What did fashion mean to you at the height of punk culture?
Fashion wasn't a label back in the 70s. We made our own clothes because we had no money. We had one shop that we shopped at back then: Vivienne Westwood and Malcolm McLaren's, Sex. It was a real pilgrimage to get there. You had to walk down the whole of the King's Road, you'd be attacked if you walked down there, because the punk look was very new and there were other gangs like skinheads. I could only really afford one thing every three or four months. We'd customise clothes by cutting the sleeves off or hacking at the hem, and then we'd go to some sort of hardcore sex shop, which was the only place you could buy studded dog collars, arm bands and leather jeans. I'd mix that with the tutu I wore to ballet lessons when I was a little child and men's work boots. The whole look was so threatening to straight men that they couldn't bear it. I used to say, "They don't know whether they want to fuck us or kill us."
How did the music scene inspire what you were wearing?
Honestly, it was the other way around, because when I visited Sex, I saw Vivienne making clothes with such abandon. She didn't care that she hadn't been taught how to make clothes. I think it sort of permeated into my brain - that I could write songs that aren't perfect.
What are some defining ethics of punk?
We very much wanted to tear down every preconception and every cliche that came before us. How do we feel about love, romance and relationships? Do they really exist? How does it come across in pop songs? How do you want to behave with a lover? How do you feel about sex? What about rhythms? Do we want to play a highly structured song, which was the main way of playing for the last 100 years? Or do we want to listen to ourselves and say, what kind of rhythm suits us?
Does punk exist today?
I don't think punk needs to exist today, just like the printing press doesn't need to exist. It's a subtler world. The way to protest is more intelligent now. You might become a human rights lawyer or you might become an activist. How can you be a punk now? It's simply out of time. We were not meant for nostalgia.

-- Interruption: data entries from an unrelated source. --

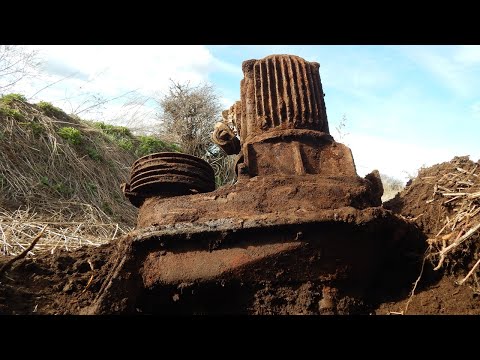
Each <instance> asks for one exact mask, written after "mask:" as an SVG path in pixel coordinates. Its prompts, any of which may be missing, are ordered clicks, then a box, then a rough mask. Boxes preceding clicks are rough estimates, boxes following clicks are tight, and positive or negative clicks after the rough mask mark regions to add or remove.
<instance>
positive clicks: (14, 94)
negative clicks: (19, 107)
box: [0, 94, 27, 105]
mask: <svg viewBox="0 0 480 360" xmlns="http://www.w3.org/2000/svg"><path fill="white" fill-rule="evenodd" d="M0 101H1V102H2V103H4V104H5V105H10V104H11V103H13V102H14V101H21V102H26V101H27V99H26V98H25V96H23V95H22V94H7V95H3V96H2V97H0Z"/></svg>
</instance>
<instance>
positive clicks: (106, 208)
mask: <svg viewBox="0 0 480 360" xmlns="http://www.w3.org/2000/svg"><path fill="white" fill-rule="evenodd" d="M0 105H1V104H0ZM2 106H4V109H5V108H6V106H7V105H5V104H3V105H2ZM8 109H9V110H8V112H5V111H4V112H3V113H0V253H1V254H3V255H17V254H19V253H21V252H22V251H23V250H24V249H25V248H26V247H27V246H28V245H29V244H30V243H31V241H32V239H33V238H35V236H36V235H37V234H38V232H39V231H40V230H41V229H42V228H43V227H44V226H45V225H48V227H47V229H46V230H45V231H44V234H43V236H42V238H41V239H40V241H39V242H38V243H37V244H36V246H35V248H34V249H33V250H32V251H30V252H29V255H30V256H32V255H34V254H36V253H37V252H41V251H50V252H52V253H53V252H55V251H56V250H57V249H65V250H74V249H77V248H79V247H81V246H83V245H94V246H98V245H100V244H103V243H106V242H108V241H110V240H112V239H115V238H116V237H118V236H120V235H123V234H124V233H126V232H127V231H129V230H130V229H131V228H132V227H133V225H134V223H135V217H136V209H135V208H134V207H133V206H132V205H131V204H130V203H129V202H128V201H126V199H124V197H123V194H122V193H121V191H120V186H119V185H120V183H121V182H123V181H125V180H126V179H127V177H128V172H129V168H130V165H131V164H132V163H133V161H134V160H135V156H134V155H133V154H132V153H131V152H128V151H124V150H123V149H121V148H119V147H118V146H114V144H112V142H111V141H108V139H107V138H106V137H105V135H104V134H103V133H102V131H101V130H99V129H96V128H94V127H92V126H89V125H88V124H87V123H85V122H82V121H79V120H76V119H74V118H72V117H70V116H67V115H66V114H64V113H63V112H61V110H59V109H54V110H56V111H55V114H52V113H48V114H47V113H46V112H45V111H44V110H43V109H41V108H40V107H37V106H35V105H30V104H27V103H25V102H23V101H20V100H12V101H10V102H9V103H8ZM65 127H68V128H72V129H77V130H78V131H79V132H80V134H81V135H80V137H79V138H77V139H76V140H79V141H76V142H72V141H71V140H72V139H69V138H68V137H67V138H65V137H62V136H61V129H62V128H65Z"/></svg>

Having said that, I sort of wrote Clothes, Clothes, Clothes. Music, Music, Music. Boys, Boys, Boys. in a way to show that you can still live by your youthful principles. I still live very much by punk ethics, but in a more grown up way.
Were there any women you looked up to when you were growing up?
Boys Boys Boys is in my title, because actually, there were no female role models in my life. I was copying boys the way you'd want to copy a girl. I copied John Lennon, I copied a bit of David Bowie. It's such a shame and I'm so glad that now young girls have so many different role models in all different walks of life.
Was make-up or hair ever a part of your look?
Us girls were following on a bit from hippie girls and the natural thing was more normal. You'd never have a manicure or pedicure. We were completely ungroomed. There was a great freedom in that - we didn't have to have our hands looking nice, our feet looking nice or our legs waxed. We all had pubic hair and even hair under our arms.
What's your favorite part of your book?
What's interesting to me is the second part, which is about a really deep, emotional, physical struggle to create, survive and to live. It was very hard to write because I knew I was exposing myself so much, and that's another sort of punk ethic. You don't do anything unless you go all the way with it.
What was the most difficult part for you to write?
Strangely, the most difficult part was about The Slits. I kept putting it off. It was bottled up in me. I felt I had a bit of responsibility to the other girls in the band and I had a responsibility to history, to get it right.
What's your ideal look today?
An Yves Saint Laurent leather classic jacket, black skinny jeans, a really expensive pair of boots - Prada, Gucci or Haider Ackermann - quite high, cube heels, pointy and a really nice shirt, maybe a bit see-through or patterned from Dries van Noten with a good haircut, a really expensive bra and cheap knickers.